Unos cantaban y otros bailaban dando saltos
y brincos, y mientras lo hacían, yo estudié a Perla, que estaba sentada
a mi lado, a ratos sonriente y a ratos casi mordiéndose las uñas y mirando a la
luna con pánico. Su cara saltaba de feliz a miserable, y al revés
continuamente. En estas, sentí que algo me rascaba la oreja.
Y yo me volví a Perla y susurré muy, muy
bajito en su oreja, “¿Puedo ser de
ayuda?”
Se volvió y me miró como si nunca me hubiese
visto antes. Yo pensé que me había entendido mal y me iba a dar una torta por
impertinente. Pero lo que hizo fue murmurar, “Podría ser.”
Y en cuanto pudo, me dijo, “En la cocina de
Mabel, mañana por la mañana. A las diez, y entra por la puerta de atrás. Tu tía
no se va ni a enterar de que has estado y tu tío se habrá ido a perseguir monstruos o lo que sea que hace fuera de casa.”
Yo me estaba preguntando en que lío me habría
metido cuando me preguntaron mis primos si yo sabía cantar o bailar o algo.

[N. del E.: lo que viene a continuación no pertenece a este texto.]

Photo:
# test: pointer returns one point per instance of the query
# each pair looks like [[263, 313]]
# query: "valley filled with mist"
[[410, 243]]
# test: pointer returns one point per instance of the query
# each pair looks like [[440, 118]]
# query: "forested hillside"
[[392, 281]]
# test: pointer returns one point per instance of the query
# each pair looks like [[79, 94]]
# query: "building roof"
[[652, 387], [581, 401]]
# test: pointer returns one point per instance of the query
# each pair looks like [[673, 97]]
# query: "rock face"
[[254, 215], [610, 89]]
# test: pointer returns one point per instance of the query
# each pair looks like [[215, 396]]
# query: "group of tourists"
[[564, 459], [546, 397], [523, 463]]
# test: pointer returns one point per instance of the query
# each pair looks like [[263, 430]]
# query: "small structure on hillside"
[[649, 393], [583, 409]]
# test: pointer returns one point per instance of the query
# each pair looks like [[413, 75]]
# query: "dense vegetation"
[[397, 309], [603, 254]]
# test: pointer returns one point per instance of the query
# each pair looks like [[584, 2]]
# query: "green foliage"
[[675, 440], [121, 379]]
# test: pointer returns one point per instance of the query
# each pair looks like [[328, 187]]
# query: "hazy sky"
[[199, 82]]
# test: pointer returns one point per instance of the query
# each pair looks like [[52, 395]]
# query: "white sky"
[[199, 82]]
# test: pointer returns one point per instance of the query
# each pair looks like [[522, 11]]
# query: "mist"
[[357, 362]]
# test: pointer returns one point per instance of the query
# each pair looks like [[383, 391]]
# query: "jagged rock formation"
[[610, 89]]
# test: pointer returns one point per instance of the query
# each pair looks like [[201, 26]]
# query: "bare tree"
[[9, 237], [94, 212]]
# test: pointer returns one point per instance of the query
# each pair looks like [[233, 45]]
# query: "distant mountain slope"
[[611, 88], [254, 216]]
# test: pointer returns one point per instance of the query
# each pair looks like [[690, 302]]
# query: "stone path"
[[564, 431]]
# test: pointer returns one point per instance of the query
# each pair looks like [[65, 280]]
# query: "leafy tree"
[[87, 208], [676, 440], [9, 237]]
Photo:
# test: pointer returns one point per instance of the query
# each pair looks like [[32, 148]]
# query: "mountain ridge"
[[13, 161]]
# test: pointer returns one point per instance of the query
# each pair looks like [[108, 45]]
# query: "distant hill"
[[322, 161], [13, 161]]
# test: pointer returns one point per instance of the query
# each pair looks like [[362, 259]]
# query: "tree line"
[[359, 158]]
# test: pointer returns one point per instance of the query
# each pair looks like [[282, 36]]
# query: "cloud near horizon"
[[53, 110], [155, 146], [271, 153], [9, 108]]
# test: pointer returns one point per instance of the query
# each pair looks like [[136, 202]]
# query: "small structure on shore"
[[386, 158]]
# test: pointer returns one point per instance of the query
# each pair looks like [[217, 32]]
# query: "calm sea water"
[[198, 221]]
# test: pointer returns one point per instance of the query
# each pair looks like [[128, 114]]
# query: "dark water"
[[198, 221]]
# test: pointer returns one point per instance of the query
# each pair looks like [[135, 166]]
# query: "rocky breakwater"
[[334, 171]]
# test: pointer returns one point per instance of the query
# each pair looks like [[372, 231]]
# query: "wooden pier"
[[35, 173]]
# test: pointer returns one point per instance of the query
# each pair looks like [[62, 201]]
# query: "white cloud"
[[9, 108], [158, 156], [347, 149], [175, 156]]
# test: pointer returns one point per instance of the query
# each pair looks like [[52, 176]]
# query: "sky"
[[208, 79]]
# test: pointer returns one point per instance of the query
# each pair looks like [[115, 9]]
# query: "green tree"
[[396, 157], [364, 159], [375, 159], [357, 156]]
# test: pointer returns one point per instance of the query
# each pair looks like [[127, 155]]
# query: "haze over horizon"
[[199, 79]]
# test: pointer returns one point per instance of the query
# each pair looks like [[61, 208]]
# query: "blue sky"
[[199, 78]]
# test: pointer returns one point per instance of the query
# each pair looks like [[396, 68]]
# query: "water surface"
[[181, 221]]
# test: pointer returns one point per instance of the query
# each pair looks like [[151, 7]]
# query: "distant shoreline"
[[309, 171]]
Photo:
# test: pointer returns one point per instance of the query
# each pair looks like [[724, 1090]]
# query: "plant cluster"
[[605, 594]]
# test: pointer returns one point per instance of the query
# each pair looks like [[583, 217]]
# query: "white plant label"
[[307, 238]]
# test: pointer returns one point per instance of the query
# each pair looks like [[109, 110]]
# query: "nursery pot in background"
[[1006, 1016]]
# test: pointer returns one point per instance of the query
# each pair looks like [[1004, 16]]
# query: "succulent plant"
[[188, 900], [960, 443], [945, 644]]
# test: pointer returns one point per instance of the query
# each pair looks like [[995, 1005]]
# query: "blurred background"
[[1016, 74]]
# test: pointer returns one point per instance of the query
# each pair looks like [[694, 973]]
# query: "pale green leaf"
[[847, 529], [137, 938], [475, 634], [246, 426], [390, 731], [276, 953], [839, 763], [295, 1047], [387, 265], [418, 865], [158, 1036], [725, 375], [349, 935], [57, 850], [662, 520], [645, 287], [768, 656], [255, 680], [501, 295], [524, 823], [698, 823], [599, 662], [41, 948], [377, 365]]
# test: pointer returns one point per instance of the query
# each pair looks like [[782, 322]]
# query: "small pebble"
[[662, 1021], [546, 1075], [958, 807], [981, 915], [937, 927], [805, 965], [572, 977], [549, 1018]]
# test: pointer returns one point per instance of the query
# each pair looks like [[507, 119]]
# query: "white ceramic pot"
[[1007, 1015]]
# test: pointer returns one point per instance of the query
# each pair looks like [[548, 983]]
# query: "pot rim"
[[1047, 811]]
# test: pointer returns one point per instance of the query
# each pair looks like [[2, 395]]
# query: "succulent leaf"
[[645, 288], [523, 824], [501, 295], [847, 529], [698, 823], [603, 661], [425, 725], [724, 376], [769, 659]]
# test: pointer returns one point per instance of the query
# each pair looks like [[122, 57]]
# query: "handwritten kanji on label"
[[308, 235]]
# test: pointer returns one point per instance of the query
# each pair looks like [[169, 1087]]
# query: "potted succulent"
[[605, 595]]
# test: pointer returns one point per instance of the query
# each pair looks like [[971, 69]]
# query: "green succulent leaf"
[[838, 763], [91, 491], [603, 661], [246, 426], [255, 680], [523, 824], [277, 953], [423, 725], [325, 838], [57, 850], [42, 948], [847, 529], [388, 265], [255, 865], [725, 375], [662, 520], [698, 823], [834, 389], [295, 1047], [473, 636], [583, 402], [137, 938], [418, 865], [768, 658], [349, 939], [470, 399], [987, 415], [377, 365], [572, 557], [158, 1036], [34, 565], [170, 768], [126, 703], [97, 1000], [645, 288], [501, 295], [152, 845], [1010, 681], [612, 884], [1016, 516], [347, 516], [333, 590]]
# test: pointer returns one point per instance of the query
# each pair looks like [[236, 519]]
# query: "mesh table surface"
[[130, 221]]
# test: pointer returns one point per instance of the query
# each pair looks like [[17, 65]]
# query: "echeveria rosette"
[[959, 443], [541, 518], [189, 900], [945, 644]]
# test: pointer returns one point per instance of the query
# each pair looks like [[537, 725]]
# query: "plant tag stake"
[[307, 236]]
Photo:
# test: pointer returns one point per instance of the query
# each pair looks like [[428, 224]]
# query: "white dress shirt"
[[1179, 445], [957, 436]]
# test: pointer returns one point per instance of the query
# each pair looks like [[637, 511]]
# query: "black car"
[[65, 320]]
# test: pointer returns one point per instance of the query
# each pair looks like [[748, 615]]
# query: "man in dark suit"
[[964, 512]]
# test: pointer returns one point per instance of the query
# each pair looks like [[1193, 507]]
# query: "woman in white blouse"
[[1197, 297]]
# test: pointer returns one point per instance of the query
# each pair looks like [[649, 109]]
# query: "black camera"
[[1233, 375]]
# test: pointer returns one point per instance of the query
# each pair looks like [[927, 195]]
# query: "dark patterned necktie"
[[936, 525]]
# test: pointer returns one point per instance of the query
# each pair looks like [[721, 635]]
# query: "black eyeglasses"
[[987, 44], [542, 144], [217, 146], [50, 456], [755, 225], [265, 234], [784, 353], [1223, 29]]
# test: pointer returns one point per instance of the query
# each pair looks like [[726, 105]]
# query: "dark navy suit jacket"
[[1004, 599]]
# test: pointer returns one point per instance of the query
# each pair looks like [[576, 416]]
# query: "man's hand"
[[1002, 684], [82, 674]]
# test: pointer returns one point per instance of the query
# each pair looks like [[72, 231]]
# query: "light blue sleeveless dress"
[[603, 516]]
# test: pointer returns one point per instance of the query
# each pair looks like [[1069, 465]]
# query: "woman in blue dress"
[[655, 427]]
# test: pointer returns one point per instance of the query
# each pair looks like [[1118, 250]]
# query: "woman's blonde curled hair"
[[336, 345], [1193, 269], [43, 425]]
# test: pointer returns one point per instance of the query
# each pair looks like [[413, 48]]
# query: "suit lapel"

“Ese seguro que toca el arpa,” dijo
Dagoberto.
“No, pero me habéis picado y ya mismo buscaré
quién me enseñe,” dije yo, pensando en Michael O’Toora, que es muy buen arpista.
“Si tuviese un violín, tal vez podría recordar algo que alguna vez haya tocado
yo.”
Y en lugar de poder interrogar a Vicentico sobre
de que iba el problema de Perla, tuve que ponerme a tocar Amapola.